4G Data Is Now Rolling Out Faster

The pace of 4G data service roll-outs is about to pick up now that Verizon has announced that they will be turning on their 4G Long Term Evolution (LTE) data service in 38 metropolitan areas by the end of this year. The service will also be enabled for 60 major airports. Verizon says that they expect to be able to provide customers with 5 to 12 megabits per second (Mbps) download speeds and 2 to 5 Mbps upload speeds, which is significantly faster than current 3G speeds. Verizon has not provided any information about how much their 4G service will cost or when handsets that support LTE will be available, though the timing suggests new handsets for the Christmas shopping season.

Sprint was the first out of the gate to offer 4G data service that they have been rolling out in the United States during the past year.
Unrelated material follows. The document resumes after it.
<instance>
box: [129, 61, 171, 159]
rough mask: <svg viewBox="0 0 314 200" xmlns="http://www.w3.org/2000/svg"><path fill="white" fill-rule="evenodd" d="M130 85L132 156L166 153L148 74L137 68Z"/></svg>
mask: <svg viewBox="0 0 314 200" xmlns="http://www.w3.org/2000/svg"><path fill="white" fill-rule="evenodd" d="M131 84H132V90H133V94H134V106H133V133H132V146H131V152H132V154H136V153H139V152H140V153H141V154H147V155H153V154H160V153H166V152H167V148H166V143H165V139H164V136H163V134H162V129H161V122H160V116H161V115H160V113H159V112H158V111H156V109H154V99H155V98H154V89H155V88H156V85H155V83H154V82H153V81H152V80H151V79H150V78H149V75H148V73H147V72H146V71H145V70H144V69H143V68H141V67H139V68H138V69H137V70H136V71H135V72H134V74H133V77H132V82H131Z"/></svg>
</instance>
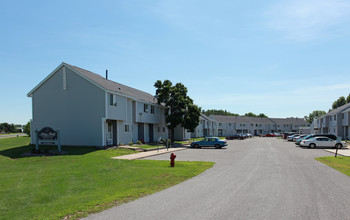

Sprint says the average downloads speeds on their 4G network is 3 to 6 Mbps with peaks of more than 10 Mbps. The Samsung Epic and HTC EVO are the two handsets, both running Android, that work on Sprint’s 4G network. Sprint also sells Mi-Fi and USB devices that work on their 4G network.

T-Mobile is rolling out their HSPA+ data service that can provide 4G speeds even though technically it is not a 4G service. T-Mobile’s service can theoretically reach 21 Mbps. Gizmodo ran tests throughout the country and saw speeds ranging from 3 Mbps to nearly 8 Mbps. T-Mobile just started selling the T-Mobile G2, which is their first handset that fully supports HSPA+ and they sell a USB device that works on the network.

AT&T has rolled out a 7.2 Mbps upgrade to their service that provides a theoretical max speed of 7.2 Mbps and plans to rollout their 4G service in 2011. The 7.2 Mbps service was turned on in time for the iPhone 4 launch, and the service provides average download speeds of 2 to 3 Mbps. AT&T says the rollout of the 7.2 Mbps upgrade lays the foundation for their LTE upgrade that will occur next year and will provide average speeds of 7 to 10 Mbps.